Pandemic blues never sounded so good

Even amid a pandemic and unusually cold weather, New Orleans is gonna New Orleans.

With the numbers spiking, Mayor LaToya Cantrell put the Crescent City back into the most restrictive “phase” of anti-coronavirus rules effective Jan. 8. A cold front simultaneously brought breezy, 40-degree weather — what for New Orleanians feels like Antarctica. Yet, those hindrances still couldn’t pierce the city’s joie de vivre.

On the morning after, though, one could still start the day with cafe au lait and beignets at the Cafe du Monde’s satellite location in City Park, powdered sugar inevitably falling atop one’s clothes. A Drew Brees stone’s throw away, a homespun Dixieland jazz band (white dudes perhaps in their 30s, keeping warm in stocking caps) played familiar standards in the bright but oak-dappled sunlight. Intermittently, a random juggler did his thing alongside as they played.

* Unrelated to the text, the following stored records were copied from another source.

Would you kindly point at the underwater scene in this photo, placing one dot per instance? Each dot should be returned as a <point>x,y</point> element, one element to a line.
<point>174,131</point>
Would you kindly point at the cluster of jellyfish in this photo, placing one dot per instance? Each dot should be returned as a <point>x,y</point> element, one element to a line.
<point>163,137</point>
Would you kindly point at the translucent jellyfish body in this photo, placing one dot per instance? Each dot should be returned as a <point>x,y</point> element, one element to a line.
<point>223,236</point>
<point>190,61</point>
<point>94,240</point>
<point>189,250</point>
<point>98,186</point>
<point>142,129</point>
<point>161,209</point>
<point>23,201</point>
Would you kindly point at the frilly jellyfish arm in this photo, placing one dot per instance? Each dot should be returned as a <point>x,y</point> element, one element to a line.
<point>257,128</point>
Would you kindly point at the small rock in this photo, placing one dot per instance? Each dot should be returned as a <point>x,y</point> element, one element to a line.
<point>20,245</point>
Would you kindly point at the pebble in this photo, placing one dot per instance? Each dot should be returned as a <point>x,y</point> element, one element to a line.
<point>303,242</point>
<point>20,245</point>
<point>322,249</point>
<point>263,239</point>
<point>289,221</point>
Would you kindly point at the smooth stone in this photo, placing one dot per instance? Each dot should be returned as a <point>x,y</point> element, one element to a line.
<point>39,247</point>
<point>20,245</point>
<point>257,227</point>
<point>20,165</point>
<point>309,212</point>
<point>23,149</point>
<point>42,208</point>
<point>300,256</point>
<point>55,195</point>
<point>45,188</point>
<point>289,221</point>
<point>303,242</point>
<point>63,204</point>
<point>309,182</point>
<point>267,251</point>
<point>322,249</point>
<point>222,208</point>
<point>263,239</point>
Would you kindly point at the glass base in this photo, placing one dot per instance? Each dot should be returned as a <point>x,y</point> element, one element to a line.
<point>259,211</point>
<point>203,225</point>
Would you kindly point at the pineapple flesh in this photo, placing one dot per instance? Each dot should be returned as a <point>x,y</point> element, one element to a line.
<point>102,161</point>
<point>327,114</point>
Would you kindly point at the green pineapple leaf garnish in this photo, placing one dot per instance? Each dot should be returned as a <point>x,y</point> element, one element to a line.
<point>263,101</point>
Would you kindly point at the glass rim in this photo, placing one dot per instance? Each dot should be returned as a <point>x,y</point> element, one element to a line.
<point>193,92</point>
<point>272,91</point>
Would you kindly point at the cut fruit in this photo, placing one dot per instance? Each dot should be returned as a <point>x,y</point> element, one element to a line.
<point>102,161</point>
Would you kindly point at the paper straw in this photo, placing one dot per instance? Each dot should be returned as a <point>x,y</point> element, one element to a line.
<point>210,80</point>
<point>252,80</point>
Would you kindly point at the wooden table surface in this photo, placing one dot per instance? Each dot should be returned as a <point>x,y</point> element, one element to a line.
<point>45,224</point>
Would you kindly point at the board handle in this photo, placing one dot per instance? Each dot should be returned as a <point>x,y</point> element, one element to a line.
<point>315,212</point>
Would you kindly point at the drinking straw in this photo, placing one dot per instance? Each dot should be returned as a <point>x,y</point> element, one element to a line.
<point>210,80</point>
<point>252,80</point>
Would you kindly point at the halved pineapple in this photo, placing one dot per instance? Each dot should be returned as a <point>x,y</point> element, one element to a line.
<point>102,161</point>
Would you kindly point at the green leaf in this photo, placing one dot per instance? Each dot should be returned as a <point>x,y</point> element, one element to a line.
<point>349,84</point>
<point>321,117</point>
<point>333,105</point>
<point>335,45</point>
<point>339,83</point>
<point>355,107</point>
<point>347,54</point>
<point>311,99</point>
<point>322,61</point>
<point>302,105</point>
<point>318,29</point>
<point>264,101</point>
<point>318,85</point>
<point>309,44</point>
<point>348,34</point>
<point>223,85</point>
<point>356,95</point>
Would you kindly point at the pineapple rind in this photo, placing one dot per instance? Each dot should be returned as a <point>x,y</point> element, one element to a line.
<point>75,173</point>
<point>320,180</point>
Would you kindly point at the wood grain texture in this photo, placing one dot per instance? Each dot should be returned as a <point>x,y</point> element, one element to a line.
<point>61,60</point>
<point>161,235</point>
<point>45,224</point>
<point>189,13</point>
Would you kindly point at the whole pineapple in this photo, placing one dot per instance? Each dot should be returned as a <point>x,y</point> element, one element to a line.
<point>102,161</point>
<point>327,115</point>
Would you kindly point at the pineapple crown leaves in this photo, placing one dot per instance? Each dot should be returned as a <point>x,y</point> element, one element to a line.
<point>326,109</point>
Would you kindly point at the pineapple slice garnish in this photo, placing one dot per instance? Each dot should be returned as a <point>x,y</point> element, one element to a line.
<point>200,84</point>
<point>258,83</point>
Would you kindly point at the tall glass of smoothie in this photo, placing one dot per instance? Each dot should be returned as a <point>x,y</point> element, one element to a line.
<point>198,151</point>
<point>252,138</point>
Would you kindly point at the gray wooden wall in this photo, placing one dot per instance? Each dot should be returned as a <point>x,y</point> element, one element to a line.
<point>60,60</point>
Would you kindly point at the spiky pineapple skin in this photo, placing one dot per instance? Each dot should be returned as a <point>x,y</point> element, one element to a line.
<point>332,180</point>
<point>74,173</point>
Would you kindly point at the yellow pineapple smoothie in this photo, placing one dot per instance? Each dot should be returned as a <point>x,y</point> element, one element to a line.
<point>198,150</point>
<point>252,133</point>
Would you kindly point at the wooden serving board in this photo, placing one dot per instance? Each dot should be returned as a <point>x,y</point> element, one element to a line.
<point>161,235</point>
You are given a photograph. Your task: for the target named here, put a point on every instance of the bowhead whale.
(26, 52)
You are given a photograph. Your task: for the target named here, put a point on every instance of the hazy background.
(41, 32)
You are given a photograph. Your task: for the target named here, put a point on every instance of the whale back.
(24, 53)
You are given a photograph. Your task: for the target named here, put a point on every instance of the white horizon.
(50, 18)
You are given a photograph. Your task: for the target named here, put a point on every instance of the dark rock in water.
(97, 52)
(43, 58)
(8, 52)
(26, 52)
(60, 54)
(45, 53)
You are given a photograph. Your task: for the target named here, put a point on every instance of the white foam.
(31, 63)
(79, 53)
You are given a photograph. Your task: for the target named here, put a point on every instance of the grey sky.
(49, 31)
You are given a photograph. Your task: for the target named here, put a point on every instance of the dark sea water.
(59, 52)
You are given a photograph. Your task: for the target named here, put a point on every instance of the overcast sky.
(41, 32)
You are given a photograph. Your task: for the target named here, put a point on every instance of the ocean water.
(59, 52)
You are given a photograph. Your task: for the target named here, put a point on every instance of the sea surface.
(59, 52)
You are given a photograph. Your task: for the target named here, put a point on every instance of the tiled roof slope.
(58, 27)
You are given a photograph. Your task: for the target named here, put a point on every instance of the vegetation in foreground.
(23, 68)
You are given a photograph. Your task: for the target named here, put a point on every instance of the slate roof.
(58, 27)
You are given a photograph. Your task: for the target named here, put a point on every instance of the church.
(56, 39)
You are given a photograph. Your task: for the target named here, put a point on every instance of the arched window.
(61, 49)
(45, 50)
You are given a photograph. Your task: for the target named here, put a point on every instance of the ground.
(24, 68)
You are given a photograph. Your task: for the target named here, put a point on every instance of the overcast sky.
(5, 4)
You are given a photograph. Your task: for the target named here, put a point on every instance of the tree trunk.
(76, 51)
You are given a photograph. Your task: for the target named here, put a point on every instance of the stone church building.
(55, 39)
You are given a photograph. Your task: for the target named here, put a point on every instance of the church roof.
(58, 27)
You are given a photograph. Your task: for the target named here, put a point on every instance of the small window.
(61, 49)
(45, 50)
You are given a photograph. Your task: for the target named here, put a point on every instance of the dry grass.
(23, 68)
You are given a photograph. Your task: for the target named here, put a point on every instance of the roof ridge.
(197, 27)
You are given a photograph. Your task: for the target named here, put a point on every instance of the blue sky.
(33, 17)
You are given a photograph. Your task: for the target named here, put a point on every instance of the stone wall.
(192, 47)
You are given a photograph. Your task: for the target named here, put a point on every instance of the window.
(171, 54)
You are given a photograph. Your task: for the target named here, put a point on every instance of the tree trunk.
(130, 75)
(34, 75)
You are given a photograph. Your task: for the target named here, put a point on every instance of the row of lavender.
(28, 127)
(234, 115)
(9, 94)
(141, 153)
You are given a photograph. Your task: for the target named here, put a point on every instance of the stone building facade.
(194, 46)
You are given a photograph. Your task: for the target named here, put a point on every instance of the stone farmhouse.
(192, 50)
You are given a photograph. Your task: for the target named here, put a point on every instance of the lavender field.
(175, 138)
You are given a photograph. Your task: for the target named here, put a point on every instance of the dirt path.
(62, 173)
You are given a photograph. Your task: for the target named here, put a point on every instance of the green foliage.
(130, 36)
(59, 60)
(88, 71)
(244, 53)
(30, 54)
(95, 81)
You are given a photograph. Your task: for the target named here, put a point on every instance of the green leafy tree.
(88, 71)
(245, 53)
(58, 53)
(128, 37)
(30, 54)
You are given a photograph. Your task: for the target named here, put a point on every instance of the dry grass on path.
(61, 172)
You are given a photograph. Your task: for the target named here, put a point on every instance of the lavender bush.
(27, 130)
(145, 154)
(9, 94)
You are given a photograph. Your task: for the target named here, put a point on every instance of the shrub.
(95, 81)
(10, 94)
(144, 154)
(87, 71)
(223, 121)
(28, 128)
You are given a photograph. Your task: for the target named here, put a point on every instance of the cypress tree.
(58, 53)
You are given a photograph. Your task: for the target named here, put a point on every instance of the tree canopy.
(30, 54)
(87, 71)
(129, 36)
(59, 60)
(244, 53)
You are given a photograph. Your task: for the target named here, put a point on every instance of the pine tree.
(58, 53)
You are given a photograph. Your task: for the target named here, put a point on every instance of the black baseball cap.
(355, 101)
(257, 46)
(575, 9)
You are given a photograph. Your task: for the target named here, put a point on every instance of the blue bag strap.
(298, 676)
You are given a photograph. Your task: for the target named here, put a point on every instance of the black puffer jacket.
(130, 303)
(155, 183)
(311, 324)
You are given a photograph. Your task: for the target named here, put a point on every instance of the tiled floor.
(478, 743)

Back in the car, WWOZ paid homage to every style of Louisiana music — and even to visiting musicians paying homage to New Orleans. The ’OZ is public radio in the true sense, and the station last month celebrated its 40th anniversary of playing jazz, Cajun, zydeco, blues, Latin, and Gospel tunes (among others), all in an avocationist’s public-spirited way.

Ending the two-hour hodgepodge of Weekend New Orleans with Ron Phillips, the eponymous DJ provided a treat: a recording of Bruce Springsteen, in his opening number in the first post-Hurricane Katrina Jazz and Heritage Festival, playing Aretha Franklin’s Gospel-infused “Oh, Mary, Don’t You Weep.” It’s hard to imagine an old spiritual quite so rocking.

Drive throughout the city, and while masks are everywhere and people are careful, it’s anything but a ghost town. Drivers with license plates from dozens of states navigate the badly potholed streets. In all the shops, New Orleans Saints paraphernalia is ubiquitous: Every third person, it seems, has a Saints hat, a Saints jacket, some Saints jewelry, or (oft-cringe-inducingly) a fleur-de-lis tattoo. The Saints would begin quarterback Brees’s expected last-ever playoff run the next day, and the “Who Dat” buzz was palpable. Coronavirus restrictions would keep the Superdome crowd to 3,000 fans, but the whole city was ready to go marching in.

This place has survived so many fires, hurricanes, and yellow fever epidemics; its denizens take a Chinese virus pretty much in stride. Or at least a somewhat syncopated stride, bluesily soulful but with powdered sugar on top.